Il y a eu l'eau qui ne s'évacuait plus dans nos sols trop minéralisés, il y a eu mes varices qui n'en faisaient qu'à leur tête (et une contention force 4), il y a cette maîtresse qui chaque jour repousse l'élection tant attendue des délégués de classe de CM2, et puis il y a eu le tome 18 des Légendaires qui a traumatisé Numérobis.
Du coup, on s'est retrouvé jeudi soir, sans aucune préparation préalable à LGL, l'Homme encore euphorique de son travail accompli sur les canalisations grâce à un furet de 7 m, nous voici tous les deux en mode touristes-incultes devant la télévision, à 20h45, sirotant péniblement un coca (à défaut de vin et de bière).

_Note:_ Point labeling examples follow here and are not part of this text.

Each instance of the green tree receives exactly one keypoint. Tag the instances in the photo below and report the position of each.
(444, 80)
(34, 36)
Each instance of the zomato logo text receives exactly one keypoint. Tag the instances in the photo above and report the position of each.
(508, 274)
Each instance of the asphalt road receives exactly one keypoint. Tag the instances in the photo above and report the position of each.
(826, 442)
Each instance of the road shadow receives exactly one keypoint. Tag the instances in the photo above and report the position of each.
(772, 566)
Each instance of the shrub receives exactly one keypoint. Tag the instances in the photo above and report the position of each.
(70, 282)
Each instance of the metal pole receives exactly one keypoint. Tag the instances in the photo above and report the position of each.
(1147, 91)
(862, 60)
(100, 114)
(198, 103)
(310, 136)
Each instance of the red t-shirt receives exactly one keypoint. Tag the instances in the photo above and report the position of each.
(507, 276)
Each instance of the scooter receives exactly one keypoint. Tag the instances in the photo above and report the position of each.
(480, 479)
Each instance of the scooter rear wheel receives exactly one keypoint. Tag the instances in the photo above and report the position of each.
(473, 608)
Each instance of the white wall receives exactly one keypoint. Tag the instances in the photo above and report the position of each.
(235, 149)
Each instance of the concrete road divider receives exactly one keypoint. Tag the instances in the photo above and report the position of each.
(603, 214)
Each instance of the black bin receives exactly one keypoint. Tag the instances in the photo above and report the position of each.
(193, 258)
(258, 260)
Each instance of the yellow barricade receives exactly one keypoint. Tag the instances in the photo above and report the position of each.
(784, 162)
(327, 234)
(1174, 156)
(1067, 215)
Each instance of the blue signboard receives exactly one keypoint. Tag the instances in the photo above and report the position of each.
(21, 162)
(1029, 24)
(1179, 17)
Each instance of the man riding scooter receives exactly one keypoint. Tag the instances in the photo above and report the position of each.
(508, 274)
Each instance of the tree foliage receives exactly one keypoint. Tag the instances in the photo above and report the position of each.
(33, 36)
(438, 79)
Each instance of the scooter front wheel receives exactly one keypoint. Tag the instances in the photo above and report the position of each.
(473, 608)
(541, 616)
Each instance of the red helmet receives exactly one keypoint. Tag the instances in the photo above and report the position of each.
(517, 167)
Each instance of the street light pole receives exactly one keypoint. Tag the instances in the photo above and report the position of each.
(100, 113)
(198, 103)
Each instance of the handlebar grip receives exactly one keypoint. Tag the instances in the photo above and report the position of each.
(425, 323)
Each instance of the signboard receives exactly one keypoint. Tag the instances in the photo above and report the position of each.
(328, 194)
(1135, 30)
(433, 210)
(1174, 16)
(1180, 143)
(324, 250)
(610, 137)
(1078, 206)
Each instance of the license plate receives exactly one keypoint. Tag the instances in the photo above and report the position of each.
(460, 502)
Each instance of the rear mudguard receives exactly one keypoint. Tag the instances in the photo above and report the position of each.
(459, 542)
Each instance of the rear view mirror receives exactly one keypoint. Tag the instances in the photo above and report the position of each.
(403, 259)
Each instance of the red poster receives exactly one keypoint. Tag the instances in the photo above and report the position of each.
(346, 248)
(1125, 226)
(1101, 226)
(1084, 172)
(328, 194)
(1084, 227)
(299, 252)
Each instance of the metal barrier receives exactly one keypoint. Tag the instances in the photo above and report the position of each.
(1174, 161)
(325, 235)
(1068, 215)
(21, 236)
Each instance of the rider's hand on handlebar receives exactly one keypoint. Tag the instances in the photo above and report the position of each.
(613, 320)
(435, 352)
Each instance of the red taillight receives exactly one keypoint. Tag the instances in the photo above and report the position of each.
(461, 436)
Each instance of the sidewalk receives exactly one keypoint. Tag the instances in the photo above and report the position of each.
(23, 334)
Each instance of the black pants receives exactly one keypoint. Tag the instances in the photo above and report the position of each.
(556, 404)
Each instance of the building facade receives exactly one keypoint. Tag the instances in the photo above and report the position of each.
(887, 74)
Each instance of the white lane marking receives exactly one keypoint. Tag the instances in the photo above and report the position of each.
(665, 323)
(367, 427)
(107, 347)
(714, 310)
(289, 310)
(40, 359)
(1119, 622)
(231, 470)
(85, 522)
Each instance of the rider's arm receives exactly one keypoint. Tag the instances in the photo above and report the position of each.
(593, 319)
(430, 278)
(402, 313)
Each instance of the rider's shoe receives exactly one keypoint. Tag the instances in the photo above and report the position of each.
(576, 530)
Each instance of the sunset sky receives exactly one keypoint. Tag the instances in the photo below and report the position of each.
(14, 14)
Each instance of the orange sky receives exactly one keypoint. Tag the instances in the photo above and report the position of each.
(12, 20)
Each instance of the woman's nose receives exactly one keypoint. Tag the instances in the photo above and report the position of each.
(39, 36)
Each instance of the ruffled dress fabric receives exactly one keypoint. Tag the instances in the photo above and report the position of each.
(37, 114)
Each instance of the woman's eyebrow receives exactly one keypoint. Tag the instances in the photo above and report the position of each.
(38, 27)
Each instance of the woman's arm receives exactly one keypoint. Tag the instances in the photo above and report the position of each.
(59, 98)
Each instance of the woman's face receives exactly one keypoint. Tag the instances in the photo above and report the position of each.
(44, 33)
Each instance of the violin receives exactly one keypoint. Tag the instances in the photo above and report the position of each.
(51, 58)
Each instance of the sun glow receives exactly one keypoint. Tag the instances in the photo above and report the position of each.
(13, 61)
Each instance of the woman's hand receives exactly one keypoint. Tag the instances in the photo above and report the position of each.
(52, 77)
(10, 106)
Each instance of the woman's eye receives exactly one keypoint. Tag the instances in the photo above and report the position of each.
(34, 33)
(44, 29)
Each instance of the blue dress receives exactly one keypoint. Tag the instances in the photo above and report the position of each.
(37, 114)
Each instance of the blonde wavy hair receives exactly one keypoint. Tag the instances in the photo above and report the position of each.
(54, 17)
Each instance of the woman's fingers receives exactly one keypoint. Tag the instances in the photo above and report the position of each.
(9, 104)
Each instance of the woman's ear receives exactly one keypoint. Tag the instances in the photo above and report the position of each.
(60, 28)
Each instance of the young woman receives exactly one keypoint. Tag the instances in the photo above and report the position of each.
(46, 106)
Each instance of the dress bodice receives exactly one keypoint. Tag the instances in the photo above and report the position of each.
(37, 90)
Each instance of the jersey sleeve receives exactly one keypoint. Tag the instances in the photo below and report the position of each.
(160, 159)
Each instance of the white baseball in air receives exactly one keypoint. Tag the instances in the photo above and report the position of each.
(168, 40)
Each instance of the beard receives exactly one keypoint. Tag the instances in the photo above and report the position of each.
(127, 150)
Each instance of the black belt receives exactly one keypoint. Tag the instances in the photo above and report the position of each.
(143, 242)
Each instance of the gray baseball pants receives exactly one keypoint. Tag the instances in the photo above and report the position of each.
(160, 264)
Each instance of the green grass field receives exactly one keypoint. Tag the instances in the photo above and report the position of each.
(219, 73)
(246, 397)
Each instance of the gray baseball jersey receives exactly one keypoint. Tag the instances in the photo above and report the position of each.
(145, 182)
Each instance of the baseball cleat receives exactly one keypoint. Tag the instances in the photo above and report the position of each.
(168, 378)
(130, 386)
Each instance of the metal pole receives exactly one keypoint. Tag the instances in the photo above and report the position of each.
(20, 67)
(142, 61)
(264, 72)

On a réussi à manquer la présentation des invités, le nom des livres et le générique d'annonce. On arrive directement sur
Carole Martinez et La Terre qui penche chez Gallimard. Carole Martinez, c'est une voix de fumeuse, un chignon relâché et une frange approximative. Pas de tenue à paillettes, pas d'esbroufe vestimentaire, bref elle a tout, absolument tout, pour me plaire. Au sujet de Martinez, je pense au billet d
'Asphodèle (et pour situer Aspho à l'Homme je lui dis goulag, Fitz, anniversaire en août, vapoteuse et Vendée).
-"Martinez est plutôt populaire sur la blogo tu sais"
-"Et toi, tu l'as lu ?"
- "Non".
C'est l'histoire de la mort d'un enfant de 12 ans. l'Homme s'inquiète "
ça va aller?", "
oui oui".
On plonge dans le XIVe siècle, la toute fin du Moyen-Age avec la guerre de 100 ans et la Grande Peste. Je sens l'Homme qui réagit, qui mastique moins vite, il adore le Moyen-Age et les médiévistes.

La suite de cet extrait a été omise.